Zeus glared at the clusters of multi-coloured icons spread across the laptop screen; as incomprehensible as Celtic runes, the Phaistos disc, or Egyptian hieroglyphs. For the past 90 minutes Athena, Goddess of Wisdom and most dutiful of all his brood, had attempted to teach the Father of the Gods the basics of computer technology – but was making little, if any, headway.
‘The circle with all the coloured segments is for Google, so click the cursor on that and you open the door to all the social media sites you will need – Facebook, Twitter, LinkedIn… the lot,’ she explained. Her father straightened an arthritic index finger and for the umpteenth time poked at the key-pad, willing the cursor to settle on the coloured plate. And, to the surprise of both of them, it did and a new set of icons flickered slowly onto the screen.
‘The little “f” is for Facebook, and the outline of the white bird on the blue square is for Twitter,’ Athena returned to her task.
The Great Olympian’s interest in Facebook and its ilk had been sparked by a report in the Financial Times outlining the ways in which social media was used to influence public opinion and by presidents and premiers, and apparently had even aided the election of the blonde mop-head in the White House.
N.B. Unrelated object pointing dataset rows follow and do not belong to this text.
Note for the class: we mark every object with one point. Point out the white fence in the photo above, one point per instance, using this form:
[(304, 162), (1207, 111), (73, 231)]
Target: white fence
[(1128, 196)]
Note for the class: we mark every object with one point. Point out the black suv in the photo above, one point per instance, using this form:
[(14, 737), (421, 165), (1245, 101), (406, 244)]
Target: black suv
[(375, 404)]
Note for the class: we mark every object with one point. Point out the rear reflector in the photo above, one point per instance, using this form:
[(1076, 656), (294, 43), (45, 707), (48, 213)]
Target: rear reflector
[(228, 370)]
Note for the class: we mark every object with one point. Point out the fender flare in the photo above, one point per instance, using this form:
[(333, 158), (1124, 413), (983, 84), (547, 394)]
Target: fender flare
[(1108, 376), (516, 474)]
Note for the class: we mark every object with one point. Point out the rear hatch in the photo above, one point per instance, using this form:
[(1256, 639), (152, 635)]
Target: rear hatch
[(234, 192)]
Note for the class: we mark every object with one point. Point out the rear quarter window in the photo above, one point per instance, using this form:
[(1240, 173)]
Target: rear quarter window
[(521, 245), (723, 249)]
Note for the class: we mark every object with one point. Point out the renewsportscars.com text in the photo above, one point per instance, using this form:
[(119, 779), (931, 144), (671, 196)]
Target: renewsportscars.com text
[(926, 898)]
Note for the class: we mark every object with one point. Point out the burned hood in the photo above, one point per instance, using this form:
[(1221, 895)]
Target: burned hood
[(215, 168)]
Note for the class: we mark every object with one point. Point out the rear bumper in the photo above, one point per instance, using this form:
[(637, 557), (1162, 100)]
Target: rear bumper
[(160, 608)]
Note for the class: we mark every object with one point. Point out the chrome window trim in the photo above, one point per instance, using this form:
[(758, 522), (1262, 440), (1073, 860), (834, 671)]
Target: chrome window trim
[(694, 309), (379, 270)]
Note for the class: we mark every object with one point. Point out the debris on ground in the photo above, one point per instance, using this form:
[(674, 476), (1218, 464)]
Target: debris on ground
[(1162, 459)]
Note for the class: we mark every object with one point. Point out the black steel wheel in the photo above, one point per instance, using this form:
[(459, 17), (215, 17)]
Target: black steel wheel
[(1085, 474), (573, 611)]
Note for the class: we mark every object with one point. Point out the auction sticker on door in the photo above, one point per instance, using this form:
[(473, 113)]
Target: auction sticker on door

It had been Zeus’ first encounter with the heavy-weight broadsheet which journalists affectionately termed the ‘Pink ’Un’ – not from any upward intellectual aspirations, for his intake of international news was limited to an occasional visit to the Sky News channel as he looked for a watch-worthy soap on the 54-inch TV screen, or the comments of his wife and children on events beyond the Rock. But there was the infrequent snippet which caught his attention on pages of the Daily Mail or Sun, used by the Casemates takeaway to wrap the battered cod and chips soused in Spanish vinegar, which was Zeus’s favourite lunch.
To the surprise of both of them, a new set of icons flickered slowly onto the screen.
But a particularly busy National Day had diminished the takeaway’s stock of newsprint and the owner/chef had turned to the nearest available source of wrapping paper – a bundle of discarded Financial Times.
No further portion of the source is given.